Thursday, 7 June 2012


I remember seeing these in The Works some time back, and thinking that they were probably for kids, not a big, bad adult like myself. Then the film was announced, and it seemed that I was right, with Tweens being the target group, the sort of people who think that vampires sparkle. The film got plenty of rave reports, and one Wednesday I agreed to take a look, and bugger me if I didn’t think it was pretty darned good! My sister kept telling me that the books were even better, and as she’s often right about this sort of thing I gave them a go.

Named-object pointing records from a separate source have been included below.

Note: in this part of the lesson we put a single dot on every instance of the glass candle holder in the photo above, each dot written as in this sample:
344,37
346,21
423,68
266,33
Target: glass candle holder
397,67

The plot, for the uninitiated, goes something like this: It is North America, sometime in the future. Shit has firmly hit the fan, and the people who have survived (whatever it was is never explained) live in 13 districts, all servicing the Capital, where the privileged live in luxury. 75 years ago the districts rebelled, and as a punishment the Capital started off the titular games, where each year a boy and a girl are chosen from each district (except 13 which was totally smushed in the rebellion) and made to fight to the death, all live on TV. Katniss Everdeen is the heroine, a 16 year old who is chosen to fight for District 12. I’m not going to spoil anything for those who are Hunger Games newbies, but it’s a brilliant story over 3 books, surpassing the original Hunger Games basic plot and taking flight all over the place. What we get is a very real world, ruled by some bastardy people, and you will be booing out loud as you read, although there’s also cheering when the Capitol is outwitted or just plain thumped in the metaphorical face.

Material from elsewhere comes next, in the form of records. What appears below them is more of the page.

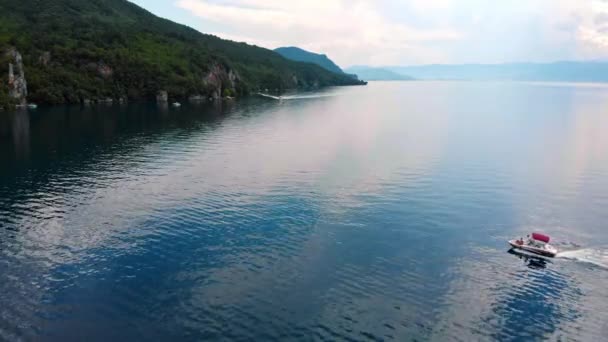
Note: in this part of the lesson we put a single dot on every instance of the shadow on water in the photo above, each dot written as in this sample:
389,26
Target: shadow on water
535,306
532,261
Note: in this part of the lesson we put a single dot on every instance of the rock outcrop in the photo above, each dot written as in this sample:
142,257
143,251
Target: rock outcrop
219,79
17,85
162,96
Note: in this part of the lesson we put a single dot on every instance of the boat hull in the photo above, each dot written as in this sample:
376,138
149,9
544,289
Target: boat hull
531,249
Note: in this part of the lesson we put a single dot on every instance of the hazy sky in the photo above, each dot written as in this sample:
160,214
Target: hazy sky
404,32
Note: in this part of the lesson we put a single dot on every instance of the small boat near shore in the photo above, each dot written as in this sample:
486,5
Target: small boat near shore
536,243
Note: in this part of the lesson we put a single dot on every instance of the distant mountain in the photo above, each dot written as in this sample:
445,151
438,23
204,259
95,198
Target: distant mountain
75,51
569,71
299,55
377,74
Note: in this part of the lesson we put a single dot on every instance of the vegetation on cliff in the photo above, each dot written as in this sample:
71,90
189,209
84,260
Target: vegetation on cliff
76,50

The Hunger Games is incredibly well written, and I personally devoured all three volumes in under a week. There are those who say it’s just a rip off of the Japanese movie “Battle Royale”, but these people are stupid and should be locked in a closet and ignored. The whole point is that this is a trilogy, and if you’ve seen the film you really should read them to find out what happens next, and also because the world is so much more vibrant and real in the books (even though the film did an admirable job). I was genuinely choked up at times, as with the whole thing being narrated by Katniss in the present tense you really get to know her and feel her anguish and passion throughout. If I’m honest, the third book loses a little steam, but it does wrap things up very neatly and without any holes or flaws.

So, not just for kids or teenagers, The Hunger Games is a sterling piece of fiction for all fans of exciting adventure or speculative sci-fi. Suzanne Collins draws the reader into a very real world, with real consequences and no guarantee of any characters making it to the end with all their bits intact, or even a pulse. Highly recommended.

1 comment:

  1. Good review. I liked the books, though i think they did lose their way in the expansion of the universe, and i thought the third book came to a spluttering end lost in it's own momentum.

    The universe Collins creates is very interesting, and i'd like to see it explored further. Why no planes? (there is a a throw away comment about it in the third book but no further explanation.) As you say what happened to creat such a country as panem, and when/how was it hijacked to be so uneven.